Note how in Matthew 13:1-23 (the Parable of the Sower) Jesus talks about the different types of soil, the different conditions of our hearts, and the very different responses. The hardened soil received the seed but didn’t bear fruit. The good soil received the seed and the seed produced a crop.
(I am looking at this parable from the perspective of the “seed” being the “word of God”, or the words spoken by God – whether through prophets or Scripture.)
I am going to concentrate, in this post, on the condition of a Christian believer, and the condition of the heart – the soil of a believer’s heart.
Even with believers, we can sometimes find that our heart becomes hardened. Here is how the writer of Hebrews puts it:
“But exhort one another daily, while it is called Today; lest any of you be hardened through the deceitfulness of sin.” - Heb 3:13
Of course, the imperative here is that we should daily exhort one another. Yet it also shows that sin is deceitful and can worm its way into our lives unawares, and that as a result the soil of our hearts can be hardened.
In this we can very easily see the pattern of a back-sliding believer – how things seem to get worse and worse. The heart is hardening, and the seed of God’s word finds it hard to grow. Often such a believer will hear Scripture and be filled with joy, go out rejoicing, and then a week later they’re back where they were, or worse.
What is needed here is a very specific seed: seed that will break up that hardened soil and make it fertile once more to receive God’s fruit-bearing seed.

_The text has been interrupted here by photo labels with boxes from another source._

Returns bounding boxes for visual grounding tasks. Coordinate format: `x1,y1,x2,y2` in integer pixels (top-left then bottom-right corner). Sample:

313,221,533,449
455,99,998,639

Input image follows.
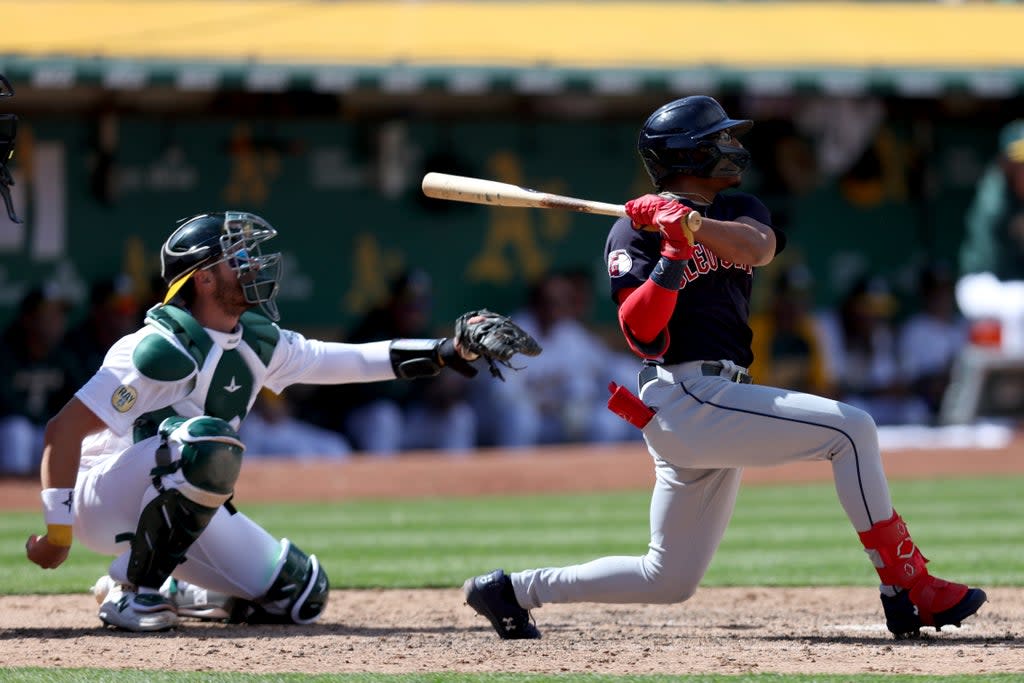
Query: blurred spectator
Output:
961,119,1024,281
955,119,1024,355
239,389,352,459
821,275,929,425
0,287,81,476
303,269,477,455
899,263,968,420
751,263,836,396
474,273,639,447
63,275,140,385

The solution here is to use the word of God to “rebuke and correct”, as Timothy is instructed in 2 Tim 3:16-17:
“All Scripture is God-breathed and is useful for teaching, rebuking, correcting and training in righteousness, so that the man of God may be thoroughly equipped for every good work.” – 2 Tim 3:16-17 (emphasis mine)
In Paul’s letter to the Galatians we see him describing, in Gal 2:11-21, how he rebuked Peter for his sins of legalism and men-pleasing and corrects Peter back into the Way of Christ by declaring the truth to him. This is an example of Paul sowing the seed that brings repentance.
In Psalm 51 we can see a deep and profound softening of David’s heart. After his sins of adultery and murder, David was so hardened that when the prophet Nathan described David’s sins to him in a parable, David had no idea that Nathan was referring to him and he pronounced death upon the wicked man Nathan was describing.
Yet, when through Nathan’s prophetic words, David realised his sin, he was broken inside and wrote Psalm 51.
And here we can see that the “seed” that Nathan sowed in David’s heart had the effect of breaking up that hardened soil, it broke David’s heart.
This is the great thing that we see here: that the word of God can act to “break our hearts” – it is an earnest and deep repentance. David declared in Psalm 51:17 – “The sacrifices of God are a broken spirit: a broken and contrite heart, O God, though wilt not despise.”
Let us learn to have a deep repentance and to receive the seed that brings us to deep repentance; and let us use the word of God to exhort one another daily and to wisely and gently sow the seed that is right for the season.